The final field is a means of what is sometimes called safe publication. Here, "publication" of an object means creating it in one thread and then having that newly-created object be referred to by another thread at some point in the future. When the JVM executes the constructor of your object, it must store values into the various fields of the object, and store a pointer to the object data. As in any other case of data writes, these accesses can potentially occur out of order, and their application to main memory can be delayed and other processors can be delayed unless you take special steps to combat this. In particular, the pointer to the object data could be stored to main memory and accessed before the fields themselves have been committed (this can happen partly because of compiler ordering: if you think about how you'd write things in a low-level language such as C or assembler, it's quite natural to store a pointer to a block of memory, and then advance the pointer as you're writing data to that block). And this in turn could lead to another thread seeing the object in an invalid or partially constructed state.

final prevents this from happening: if a field is final, it is part of the JVM specification that it must effectively ensure that, once the object pointer is available to other threads, so are the correct values of that object's final fields.(in a short. for thread safety .make sure your final field is initialized in constructor. because of the compiler re-order.)

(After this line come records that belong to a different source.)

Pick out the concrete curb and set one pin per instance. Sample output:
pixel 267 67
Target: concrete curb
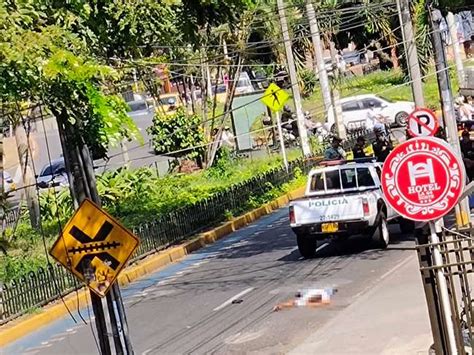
pixel 22 326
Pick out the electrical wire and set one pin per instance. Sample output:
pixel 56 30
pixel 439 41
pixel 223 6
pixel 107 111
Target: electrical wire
pixel 268 127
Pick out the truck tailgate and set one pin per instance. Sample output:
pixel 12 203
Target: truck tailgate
pixel 326 209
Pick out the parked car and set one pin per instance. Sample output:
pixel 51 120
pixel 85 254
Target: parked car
pixel 343 199
pixel 9 184
pixel 355 109
pixel 139 109
pixel 169 103
pixel 53 175
pixel 244 85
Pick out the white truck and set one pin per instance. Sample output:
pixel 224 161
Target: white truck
pixel 343 199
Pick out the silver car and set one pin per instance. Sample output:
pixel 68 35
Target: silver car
pixel 53 174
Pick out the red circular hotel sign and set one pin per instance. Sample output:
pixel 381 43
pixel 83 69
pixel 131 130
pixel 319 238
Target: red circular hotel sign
pixel 422 179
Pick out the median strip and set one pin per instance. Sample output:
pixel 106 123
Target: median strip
pixel 21 327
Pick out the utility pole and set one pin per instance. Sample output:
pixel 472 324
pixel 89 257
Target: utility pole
pixel 456 50
pixel 319 65
pixel 447 103
pixel 282 140
pixel 411 52
pixel 2 181
pixel 294 80
pixel 82 182
pixel 337 108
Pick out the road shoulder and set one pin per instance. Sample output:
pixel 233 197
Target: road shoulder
pixel 391 318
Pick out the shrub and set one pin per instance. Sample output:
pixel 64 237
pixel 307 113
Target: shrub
pixel 177 134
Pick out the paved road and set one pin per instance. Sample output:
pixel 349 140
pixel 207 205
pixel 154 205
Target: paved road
pixel 187 307
pixel 139 154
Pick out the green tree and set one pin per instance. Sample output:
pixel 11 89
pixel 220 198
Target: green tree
pixel 46 64
pixel 178 134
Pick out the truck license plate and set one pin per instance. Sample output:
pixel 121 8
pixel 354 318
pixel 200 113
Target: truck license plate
pixel 329 227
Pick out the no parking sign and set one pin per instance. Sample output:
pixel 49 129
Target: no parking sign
pixel 422 123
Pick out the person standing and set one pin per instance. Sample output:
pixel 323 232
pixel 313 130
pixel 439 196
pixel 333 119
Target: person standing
pixel 335 151
pixel 374 121
pixel 382 146
pixel 358 150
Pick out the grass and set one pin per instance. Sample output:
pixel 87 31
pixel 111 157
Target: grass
pixel 135 197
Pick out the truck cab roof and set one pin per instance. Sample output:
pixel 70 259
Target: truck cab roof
pixel 343 177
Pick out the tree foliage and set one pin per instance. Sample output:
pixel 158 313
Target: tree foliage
pixel 47 63
pixel 177 134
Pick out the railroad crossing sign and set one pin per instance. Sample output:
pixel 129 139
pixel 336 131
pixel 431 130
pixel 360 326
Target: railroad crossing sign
pixel 422 179
pixel 94 246
pixel 422 123
pixel 275 97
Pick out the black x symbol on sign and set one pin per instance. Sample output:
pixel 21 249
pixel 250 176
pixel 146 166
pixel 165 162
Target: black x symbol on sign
pixel 94 247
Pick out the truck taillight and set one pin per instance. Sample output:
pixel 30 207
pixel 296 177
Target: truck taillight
pixel 292 215
pixel 365 207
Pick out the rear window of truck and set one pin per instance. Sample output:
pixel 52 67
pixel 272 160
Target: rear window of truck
pixel 342 179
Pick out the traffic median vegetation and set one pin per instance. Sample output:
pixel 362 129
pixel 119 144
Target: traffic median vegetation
pixel 160 211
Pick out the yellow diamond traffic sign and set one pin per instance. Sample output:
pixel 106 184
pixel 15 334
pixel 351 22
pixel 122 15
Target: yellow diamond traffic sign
pixel 94 247
pixel 274 97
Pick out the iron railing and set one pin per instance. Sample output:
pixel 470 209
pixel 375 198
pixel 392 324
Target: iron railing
pixel 38 288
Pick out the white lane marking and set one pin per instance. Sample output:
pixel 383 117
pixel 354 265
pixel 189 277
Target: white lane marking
pixel 379 279
pixel 321 247
pixel 230 300
pixel 57 339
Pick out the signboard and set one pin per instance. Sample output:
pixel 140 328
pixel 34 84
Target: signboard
pixel 274 97
pixel 246 110
pixel 422 179
pixel 94 247
pixel 422 123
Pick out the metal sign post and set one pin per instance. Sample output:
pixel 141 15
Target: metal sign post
pixel 282 141
pixel 275 98
pixel 443 289
pixel 422 123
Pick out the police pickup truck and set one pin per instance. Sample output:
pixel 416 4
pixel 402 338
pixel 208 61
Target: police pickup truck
pixel 343 198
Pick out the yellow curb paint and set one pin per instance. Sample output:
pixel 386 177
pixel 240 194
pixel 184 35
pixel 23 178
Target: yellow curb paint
pixel 193 245
pixel 20 327
pixel 223 230
pixel 209 237
pixel 238 223
pixel 177 253
pixel 249 217
pixel 282 201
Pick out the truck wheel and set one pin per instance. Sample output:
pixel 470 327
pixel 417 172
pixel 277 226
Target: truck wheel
pixel 381 236
pixel 306 246
pixel 406 226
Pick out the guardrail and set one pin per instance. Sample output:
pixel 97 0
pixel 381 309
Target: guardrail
pixel 38 288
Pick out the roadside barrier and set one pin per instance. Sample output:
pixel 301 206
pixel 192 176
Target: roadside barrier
pixel 47 284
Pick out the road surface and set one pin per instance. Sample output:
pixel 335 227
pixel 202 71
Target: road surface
pixel 220 299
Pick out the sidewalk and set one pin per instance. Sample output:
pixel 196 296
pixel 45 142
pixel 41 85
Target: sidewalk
pixel 392 318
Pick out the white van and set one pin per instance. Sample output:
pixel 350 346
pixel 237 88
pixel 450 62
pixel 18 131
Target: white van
pixel 244 85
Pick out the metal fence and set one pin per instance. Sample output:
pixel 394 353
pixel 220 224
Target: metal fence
pixel 45 285
pixel 457 268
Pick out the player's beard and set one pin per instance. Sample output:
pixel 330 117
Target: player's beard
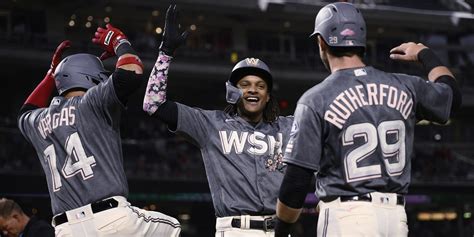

Restrictions and limitations of using final

When you declare a field final, you must set the value once by the time the constructor exits. This means that you can declare a final field as follows:

public class MyClass {

  private final int myField = 3;(Gu)

  public MyClass() {

    ...

  }

}

 

or you can write the following:

public class MyClass {

  private final int myField;

  public MyClass() {

    ...

    myField = 3;

    ...

  }

}

 

class FinalFieldExample {

final int x;

int y;

static FinalFieldExample f;

public FinalFieldExample() {

x = 3;

y = 4;

}

static void writer() {

f = new FinalFieldExample();

}

static void reader() {

if (f != null) {

int i = f.x; // guaranteed to see 3

int j = f.y; // could see 0

}

}

}

 

It's important to emphasise that storing a reference to an object in a final field only makes the reference immutable, not the actual object. For examlple, if a list is declared as follows:

private final List myList = new ArrayList();

 

there's nothing to stop modifications to the list:

myList.add("Hello");

 

However, the following would not be possible:

myList = new ArrayList();

myList = someOtherList;

 

When should I use final?

One answer to this is "whenever you possibly can". Any field that you never expect to be changed (be that a primitive value, or a reference to an object, whether or not that particular object is itself immutable or not), should generally be declared final. Another way of looking at things is:

If your object is accessed by multiple threads, and you  don't declare its fields final, then you must provide  thread-safety by some other means.

Other means could include declaring the field volatile, using synchronized or an explicit Lock around all accesses to that field.

A typical case that people overlook is where an object is created by one thread and then later consumed by another thread, e.g. an object via a ThreadPoolExecutor. In this case, the object must still be made properly thread-safe: it doesn't matter that the accesses by different threads aren't concurrent. What matters is that the object is accessed by different threads at any point in its lifetime.